Messiaen utiliza todo el registro del piano que en ocasiones suena a orquestal y varias técnicas de ejecución. Entre ellas, notas agudas y graves, además de los llamativos efectos en el bajo, que se pueden encontrar en muchas obras orquestales y en la ópera San Francisco de Asís. Cabe agregar especialmente las resonancias producidas por la repetición de acordes, a menudo embriagadora, por el uso del pedal forte característico de su estilo.

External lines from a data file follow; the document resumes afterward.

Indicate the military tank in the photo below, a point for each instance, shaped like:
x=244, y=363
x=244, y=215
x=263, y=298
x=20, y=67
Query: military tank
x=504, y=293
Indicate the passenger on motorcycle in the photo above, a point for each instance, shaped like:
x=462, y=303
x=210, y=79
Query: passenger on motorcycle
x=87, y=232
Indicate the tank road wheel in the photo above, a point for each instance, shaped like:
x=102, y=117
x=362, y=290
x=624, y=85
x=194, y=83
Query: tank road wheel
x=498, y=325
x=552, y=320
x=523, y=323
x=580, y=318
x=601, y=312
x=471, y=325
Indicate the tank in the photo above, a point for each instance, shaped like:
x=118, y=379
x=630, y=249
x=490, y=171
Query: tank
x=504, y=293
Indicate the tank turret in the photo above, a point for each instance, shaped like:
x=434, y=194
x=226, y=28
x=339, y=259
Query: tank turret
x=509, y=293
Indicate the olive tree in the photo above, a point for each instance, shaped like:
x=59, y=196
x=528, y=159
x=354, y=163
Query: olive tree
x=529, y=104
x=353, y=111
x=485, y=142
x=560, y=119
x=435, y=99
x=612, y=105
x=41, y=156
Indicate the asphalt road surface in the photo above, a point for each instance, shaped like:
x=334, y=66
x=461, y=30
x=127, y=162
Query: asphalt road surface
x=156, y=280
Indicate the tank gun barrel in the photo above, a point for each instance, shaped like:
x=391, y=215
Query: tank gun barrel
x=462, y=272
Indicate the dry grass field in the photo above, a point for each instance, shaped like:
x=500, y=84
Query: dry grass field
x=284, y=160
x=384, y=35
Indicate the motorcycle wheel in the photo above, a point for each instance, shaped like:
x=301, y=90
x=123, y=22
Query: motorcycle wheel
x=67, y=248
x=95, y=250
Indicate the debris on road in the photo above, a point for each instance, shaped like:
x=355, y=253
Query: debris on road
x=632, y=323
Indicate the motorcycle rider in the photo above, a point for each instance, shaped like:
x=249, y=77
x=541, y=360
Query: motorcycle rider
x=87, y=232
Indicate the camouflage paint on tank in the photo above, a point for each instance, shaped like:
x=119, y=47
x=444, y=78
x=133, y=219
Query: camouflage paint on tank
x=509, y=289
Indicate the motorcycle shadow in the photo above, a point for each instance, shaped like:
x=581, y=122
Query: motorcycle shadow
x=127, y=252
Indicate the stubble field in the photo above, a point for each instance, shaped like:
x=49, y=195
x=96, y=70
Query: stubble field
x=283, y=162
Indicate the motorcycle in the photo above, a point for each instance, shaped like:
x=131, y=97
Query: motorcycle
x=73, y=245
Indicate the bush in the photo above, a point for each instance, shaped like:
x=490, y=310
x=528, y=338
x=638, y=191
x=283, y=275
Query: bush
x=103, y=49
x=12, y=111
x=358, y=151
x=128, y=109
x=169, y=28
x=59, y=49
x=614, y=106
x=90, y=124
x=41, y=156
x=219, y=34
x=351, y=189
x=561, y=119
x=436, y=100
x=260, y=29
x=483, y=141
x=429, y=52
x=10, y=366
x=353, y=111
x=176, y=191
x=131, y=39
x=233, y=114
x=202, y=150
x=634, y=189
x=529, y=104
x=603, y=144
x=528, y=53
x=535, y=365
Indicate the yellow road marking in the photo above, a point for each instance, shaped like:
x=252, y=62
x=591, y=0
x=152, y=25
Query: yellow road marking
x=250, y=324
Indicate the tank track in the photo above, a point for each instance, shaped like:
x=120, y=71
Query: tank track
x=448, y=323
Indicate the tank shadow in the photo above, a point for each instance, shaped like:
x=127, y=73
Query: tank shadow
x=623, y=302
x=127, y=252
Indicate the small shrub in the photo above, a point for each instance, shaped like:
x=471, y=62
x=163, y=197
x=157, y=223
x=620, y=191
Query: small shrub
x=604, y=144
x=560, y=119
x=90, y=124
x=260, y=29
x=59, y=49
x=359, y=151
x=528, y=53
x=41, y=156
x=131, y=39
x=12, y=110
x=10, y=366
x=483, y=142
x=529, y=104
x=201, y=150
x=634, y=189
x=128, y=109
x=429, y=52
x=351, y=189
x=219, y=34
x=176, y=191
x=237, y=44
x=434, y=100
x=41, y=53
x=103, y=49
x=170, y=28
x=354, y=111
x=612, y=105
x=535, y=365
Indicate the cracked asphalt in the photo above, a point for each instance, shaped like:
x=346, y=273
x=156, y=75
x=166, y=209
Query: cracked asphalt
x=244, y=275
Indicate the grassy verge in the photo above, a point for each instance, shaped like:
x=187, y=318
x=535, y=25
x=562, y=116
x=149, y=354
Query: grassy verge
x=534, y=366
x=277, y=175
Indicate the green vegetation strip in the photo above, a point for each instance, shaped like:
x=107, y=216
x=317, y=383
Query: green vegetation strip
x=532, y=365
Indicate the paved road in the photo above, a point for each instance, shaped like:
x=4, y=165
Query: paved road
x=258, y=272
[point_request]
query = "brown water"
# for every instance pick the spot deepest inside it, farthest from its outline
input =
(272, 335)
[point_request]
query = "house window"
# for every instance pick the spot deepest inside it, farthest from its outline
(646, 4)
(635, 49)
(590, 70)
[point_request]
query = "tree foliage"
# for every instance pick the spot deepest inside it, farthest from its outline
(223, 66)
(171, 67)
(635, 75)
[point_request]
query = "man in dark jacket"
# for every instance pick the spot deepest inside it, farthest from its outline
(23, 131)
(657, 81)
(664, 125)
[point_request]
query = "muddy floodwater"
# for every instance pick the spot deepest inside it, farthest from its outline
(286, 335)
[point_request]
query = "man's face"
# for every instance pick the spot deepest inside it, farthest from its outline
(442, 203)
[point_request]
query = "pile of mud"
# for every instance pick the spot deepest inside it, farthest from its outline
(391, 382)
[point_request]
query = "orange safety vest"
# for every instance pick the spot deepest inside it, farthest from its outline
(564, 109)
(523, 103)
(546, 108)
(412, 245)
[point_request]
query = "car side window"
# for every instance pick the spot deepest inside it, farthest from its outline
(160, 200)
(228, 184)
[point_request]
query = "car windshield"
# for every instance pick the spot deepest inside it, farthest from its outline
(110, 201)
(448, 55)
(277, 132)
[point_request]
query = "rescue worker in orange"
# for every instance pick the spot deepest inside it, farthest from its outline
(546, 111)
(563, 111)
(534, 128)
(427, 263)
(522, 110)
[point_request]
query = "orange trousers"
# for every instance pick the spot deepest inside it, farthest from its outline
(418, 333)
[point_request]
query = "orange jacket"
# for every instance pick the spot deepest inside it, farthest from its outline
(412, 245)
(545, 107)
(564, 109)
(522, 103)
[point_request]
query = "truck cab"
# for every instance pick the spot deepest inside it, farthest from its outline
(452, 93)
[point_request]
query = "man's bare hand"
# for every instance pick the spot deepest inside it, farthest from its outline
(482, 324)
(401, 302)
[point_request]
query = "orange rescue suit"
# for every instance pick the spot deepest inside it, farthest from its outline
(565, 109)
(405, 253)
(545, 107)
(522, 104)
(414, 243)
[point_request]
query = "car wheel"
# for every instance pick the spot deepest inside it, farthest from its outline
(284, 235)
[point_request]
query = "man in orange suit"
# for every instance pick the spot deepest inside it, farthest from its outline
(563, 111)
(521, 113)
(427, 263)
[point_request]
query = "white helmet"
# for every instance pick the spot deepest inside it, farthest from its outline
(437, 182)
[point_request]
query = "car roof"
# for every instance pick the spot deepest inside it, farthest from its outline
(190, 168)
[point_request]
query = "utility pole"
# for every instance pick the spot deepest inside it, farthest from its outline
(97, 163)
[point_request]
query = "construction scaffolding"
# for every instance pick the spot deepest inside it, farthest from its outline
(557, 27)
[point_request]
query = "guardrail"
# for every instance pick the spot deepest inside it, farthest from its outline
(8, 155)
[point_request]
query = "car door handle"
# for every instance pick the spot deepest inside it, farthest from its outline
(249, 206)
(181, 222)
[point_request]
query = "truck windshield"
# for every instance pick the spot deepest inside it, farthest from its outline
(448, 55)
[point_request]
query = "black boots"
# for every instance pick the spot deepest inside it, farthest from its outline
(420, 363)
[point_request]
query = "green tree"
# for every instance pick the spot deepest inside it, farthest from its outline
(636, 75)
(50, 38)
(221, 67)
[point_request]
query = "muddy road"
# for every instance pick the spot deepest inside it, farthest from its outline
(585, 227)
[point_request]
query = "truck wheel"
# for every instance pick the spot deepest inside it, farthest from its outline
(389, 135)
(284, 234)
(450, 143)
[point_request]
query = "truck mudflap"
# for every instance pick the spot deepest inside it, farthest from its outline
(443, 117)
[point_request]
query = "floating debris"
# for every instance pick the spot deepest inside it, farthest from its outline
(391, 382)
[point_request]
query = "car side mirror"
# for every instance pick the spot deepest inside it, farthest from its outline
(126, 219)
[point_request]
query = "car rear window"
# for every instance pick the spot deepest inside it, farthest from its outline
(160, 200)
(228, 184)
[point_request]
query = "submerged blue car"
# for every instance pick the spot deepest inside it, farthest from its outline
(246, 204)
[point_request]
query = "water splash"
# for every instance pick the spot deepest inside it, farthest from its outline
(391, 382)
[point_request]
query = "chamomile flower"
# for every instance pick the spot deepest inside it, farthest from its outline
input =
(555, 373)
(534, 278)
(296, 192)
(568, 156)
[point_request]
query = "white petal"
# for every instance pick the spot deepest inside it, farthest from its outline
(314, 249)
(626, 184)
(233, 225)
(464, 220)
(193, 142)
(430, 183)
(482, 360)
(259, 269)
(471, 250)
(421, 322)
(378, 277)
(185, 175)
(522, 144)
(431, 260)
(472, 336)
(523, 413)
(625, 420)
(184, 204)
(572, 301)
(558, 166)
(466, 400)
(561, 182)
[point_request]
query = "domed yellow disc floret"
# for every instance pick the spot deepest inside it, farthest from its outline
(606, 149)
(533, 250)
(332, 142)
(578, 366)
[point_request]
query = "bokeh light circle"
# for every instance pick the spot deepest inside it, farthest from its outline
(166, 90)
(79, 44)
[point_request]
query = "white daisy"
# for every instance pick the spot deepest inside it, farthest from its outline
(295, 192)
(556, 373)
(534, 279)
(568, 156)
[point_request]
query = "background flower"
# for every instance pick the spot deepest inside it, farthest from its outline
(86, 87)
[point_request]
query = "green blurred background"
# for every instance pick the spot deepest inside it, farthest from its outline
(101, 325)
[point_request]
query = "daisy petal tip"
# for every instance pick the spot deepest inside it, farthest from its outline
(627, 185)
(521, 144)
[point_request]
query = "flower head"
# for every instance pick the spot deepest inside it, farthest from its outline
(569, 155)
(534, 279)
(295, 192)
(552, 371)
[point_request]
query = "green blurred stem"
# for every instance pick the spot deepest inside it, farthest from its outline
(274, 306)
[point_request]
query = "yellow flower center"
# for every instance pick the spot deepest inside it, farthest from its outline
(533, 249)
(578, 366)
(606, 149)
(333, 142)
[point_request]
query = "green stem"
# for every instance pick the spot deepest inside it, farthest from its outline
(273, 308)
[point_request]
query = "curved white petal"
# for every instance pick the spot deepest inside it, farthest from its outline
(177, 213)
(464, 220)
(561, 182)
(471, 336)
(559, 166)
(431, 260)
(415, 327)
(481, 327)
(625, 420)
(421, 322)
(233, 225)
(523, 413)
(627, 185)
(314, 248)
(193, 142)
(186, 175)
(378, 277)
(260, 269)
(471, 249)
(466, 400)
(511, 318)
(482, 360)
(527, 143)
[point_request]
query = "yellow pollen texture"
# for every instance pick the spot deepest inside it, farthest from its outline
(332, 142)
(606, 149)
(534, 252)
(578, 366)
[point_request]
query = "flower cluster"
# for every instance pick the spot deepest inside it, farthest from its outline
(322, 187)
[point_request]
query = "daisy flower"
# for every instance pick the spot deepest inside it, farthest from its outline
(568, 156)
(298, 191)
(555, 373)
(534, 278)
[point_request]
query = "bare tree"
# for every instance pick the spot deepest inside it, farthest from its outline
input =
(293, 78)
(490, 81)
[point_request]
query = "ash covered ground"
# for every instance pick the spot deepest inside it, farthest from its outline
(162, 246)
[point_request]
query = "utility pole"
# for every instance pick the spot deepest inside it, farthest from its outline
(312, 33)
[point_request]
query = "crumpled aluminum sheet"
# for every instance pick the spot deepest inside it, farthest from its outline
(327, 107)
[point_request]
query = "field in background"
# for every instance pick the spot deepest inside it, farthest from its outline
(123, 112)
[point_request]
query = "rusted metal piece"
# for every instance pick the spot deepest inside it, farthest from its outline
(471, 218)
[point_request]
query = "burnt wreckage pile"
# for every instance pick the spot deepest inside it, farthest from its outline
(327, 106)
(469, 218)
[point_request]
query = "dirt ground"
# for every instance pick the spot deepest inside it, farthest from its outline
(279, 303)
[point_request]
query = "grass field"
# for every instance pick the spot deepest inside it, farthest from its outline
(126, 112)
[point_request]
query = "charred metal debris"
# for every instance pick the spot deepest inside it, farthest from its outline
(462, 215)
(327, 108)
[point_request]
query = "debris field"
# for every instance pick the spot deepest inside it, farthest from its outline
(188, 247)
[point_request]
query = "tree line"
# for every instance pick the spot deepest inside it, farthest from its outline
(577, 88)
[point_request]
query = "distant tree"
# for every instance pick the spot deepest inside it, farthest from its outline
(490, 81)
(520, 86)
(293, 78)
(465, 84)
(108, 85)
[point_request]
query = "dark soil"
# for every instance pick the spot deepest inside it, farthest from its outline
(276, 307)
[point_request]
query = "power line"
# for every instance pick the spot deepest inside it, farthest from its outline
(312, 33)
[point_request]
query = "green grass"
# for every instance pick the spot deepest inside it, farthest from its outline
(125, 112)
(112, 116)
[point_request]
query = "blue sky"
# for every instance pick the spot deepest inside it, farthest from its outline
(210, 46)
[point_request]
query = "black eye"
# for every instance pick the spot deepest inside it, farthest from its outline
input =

Pierre-Laurent Aimard es sin duda uno de los que mejor conoce el lenguaje de Messiaen. Siente verdadera empatía por lo que él considera páginas de inmaculada frescura poética; y es el hombre adecuado para esta tarea. El solista se apodera de todas las facetas de este monumento erigido a la gloria del piano, exigiendo aliento, y tal vez una dosis de ascetismo, en todo caso rigor y paciencia.

Es impresionante verlo tocar con esta profusión de increíbles rasgos en forma de brillante improvisación: la suavidad de la nota tocada, que suena clara y a veces muere en el silencio; la potencia del acorde fuerte y percusivo; la audacia de la transición, de la caricia lírica al ataque seco; el arte de hacer cantar el silencio; y sobre todo la forma de gestionar las combinaciones sonoras diseñadas por Messiaen para restaurar los tonos de los pájaros en sus sorprendentes y fantásticos cantos.

El buen entendimiento de los pentagramas, el respeto por los estilos, la capacidad de análisis, el amor por lo nuevo y la sinceridad en la búsqueda de propuestas distintas, nos muestran a Aimard como un artista siempre con cosas que decir, sensible, atento, aplicado y honesto.

Con ese espíritu experimentador es que aborda la Sonata número 14 y la Sonata número 23 de Beethoven, desde un ángulo no muy habitual, en el que se refuerzan efectos tímbricos, acentos, ataques, dibujos, inflexiones no del todo acordes con lo que podríamos considerar un estilo romántico puro. Lo vimos con una concentración extraordinaria, interrumpida, lamentablemente, por un imbécil que tomaba fotografías o vídeos durante el concierto y al que Aimard le pidió encarecidamente que dejara de hacerlo.

En el caso de la Appassionata, lo sorprendente es cómo Beethoven compuso música completamente nueva, pero con una tríada, un acorde tradicional de tres sonidos. Desde el principio Aimard lo presenta en todos los registros, como música espacial; pero para ser inteligible, para ser entendido como un buen comunicador, utiliza el material más simple posible.

Si bien Beethoven está en todas partes en este 250º aniversario de su natalicio, no ocurre otro tanto con las formas innovadoras de presentar su música. Entre los ciclos sinfónicos, los cuartetos de cuerda y las recreaciones de sus conciertos más famosos, pocos artistas han pedido explícitamente repensar lo que Beethoven podría significar para nosotros hoy.

Aimard lo ha hecho, cruzando los siglos para yuxtaponer la implacable Sonata en fa menor con los acordes repetidos del Klaviestück IX de Stockhausen. El solista busca la percepción que el oyente del siglo XXI debiera tener de esta música, mirando el sentido que tenía originalmente. Trata de trasponerla para que el espectador entienda mejor lo que quiso decir Beethoven, un subversivo en aquel mundo en el que todos hablaban un lenguaje colectivo y usaban las mismas herramientas que él, en cambio, utilizaba de manera muy diferente.

Aimard ama esta dimensión, tal vez por la historia de su nacionalidad que, por cierto, tanto influyó también en el propio Beethoven. Para comunicarlo eligió piezas disruptivas, compositivamente hablando, para tratar de conectarlas con composiciones de vanguardistas posteriores que también intentan avanzar con fuerza en la misma dimensión o en otra similar. Al final de su vida creativa, Beethoven es muy independiente, muy personal, y Aimard nos lo muestra aquí entre dos épocas, el clasicismo y el romanticismo, captando modelos, patrones que transforma por completo.

El pianista, en una asombrosa exploración, procura que las vibraciones de Stockhausen lleguen impetuosas a la sala; así se lo exige al Steinway que responde a su vez con un sonido muy diáfano y penetrante. El enfoque elegido por Aimard para presentarlo en el Klavier-Festival Ruhr aclara asimismo muchas cosass hoy y pone de manifiesto el talento musical, la riqueza de ideas y la voluntad de innovar que tenía este compositor, de firma inequívoca y de quien el público se mantuvo alejado durante mucho tiempo, como si hubiera sido un apestado.